Well, in the example you gave, you're using c++, so follow Greg's
suggestion of using a better, more modern random number generator
from a c++ library. Greg suggested boost, which is great, but if you're
not already using it, it's a little bit inconvenient because you have to deal
with about 100 MB of boost bloat just to get a simple function like random
It might be more convenient to use <tr1/random>, which almost certainly
came from boost anyway (and is supported by my copy of mingw g++).
Or, you can turn on -std=c++0x, and use <random> from the new standard
(which is almost certainly the same as boost::random and tr1::random).

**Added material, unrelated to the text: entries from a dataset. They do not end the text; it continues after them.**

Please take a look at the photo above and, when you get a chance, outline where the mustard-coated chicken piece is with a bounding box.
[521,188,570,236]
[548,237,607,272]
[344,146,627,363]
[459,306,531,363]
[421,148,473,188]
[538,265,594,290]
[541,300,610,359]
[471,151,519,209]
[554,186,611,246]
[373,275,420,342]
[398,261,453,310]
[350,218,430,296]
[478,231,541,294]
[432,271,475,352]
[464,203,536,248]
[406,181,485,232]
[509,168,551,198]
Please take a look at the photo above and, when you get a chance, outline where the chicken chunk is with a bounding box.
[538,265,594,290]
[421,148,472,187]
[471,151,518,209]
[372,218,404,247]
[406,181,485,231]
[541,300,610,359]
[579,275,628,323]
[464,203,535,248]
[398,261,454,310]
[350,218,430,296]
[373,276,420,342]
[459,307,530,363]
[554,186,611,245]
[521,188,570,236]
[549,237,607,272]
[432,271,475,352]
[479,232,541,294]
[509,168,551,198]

If the use-case you actually care about is indeed random_shuffle, the
random-shuffle algorithm takes a random number generator as an
optional argument, so you can plug in a better, longer-period generator
to get better results. You can either roll your own (not recommended,
except as an educational exercise) or use one from <random>.
If you really need to use rand(), then you could build your own 32-bit
generator to plug into random_shuffle by combining together two
values from rand(), but this is not recommended except as an
expedient, as it further degrades the quality of the random numbers.
Pseudo-random numbers are a little bit subtle. If you need high-quality
results, you need to use a high-quality random number generator, best
professionally written (such as those in <random>), and know a little bit
about what you are doing.
If you want to tell us a little more about your actual use case, we can
probably give you some pointers about safe ways to proceed.